I decided to head to Bouillon when I saw a picture of the castle on Facebook. The photo showed the castle at night, and it was stunning. This week offered an opportunity to go, and the castle did not disappoint. From the dungeon’s torture room to the views of the Semois River, it was spectacular.
The Chateau-Fort of Bouillon probably dates to before the tenth century, but there is no proof of that. We do know for certain that it was in the hands of the House of Ardenne until 1096. The Ardenne Duke, Godefroid, sold it that year to finance his part in the first Crusade. When he departed from the Castle headed for Jerusalem, it was with the hopes that he would return and buy it back. Unfortunately for him, in spite of having conquered Jerusalem, he died there in 1100. It is said that he was named “Defender of the Holy Sepulchre” because he refused to wear a king’s crown “where Jesus Christ had worn a crown of thorns.” As a Believer, I find that particular statement startling and confusing; Godefroid held a belief in my God, yet he managed to kill thousands of Jews on his way to Jerusalem and thousands of Muslims when he got there. Hard for me to fathom, but that’s another post, and another blog.

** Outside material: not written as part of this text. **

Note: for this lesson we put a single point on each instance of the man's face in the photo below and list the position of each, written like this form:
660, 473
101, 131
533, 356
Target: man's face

The views from the tower are spectacular. On the one side, the town of Bouillon. On the other, the lovely mountains of the Ardennes region. I visited in late winter, so the trees were not beautiful, but thanks to my maternal great-Aunt Katherine, I learned years ago to appreciate the unique beauty of this season, especially as it allows for views that summer foliage spoils.
This is a trip I recommend. At just under two hours from Brussels or from Mons, it’s worth the journey. There are several brasseries and a tearoom with quiches and sweets and a rich selection of teas. Go. Take your camera. And your love of history.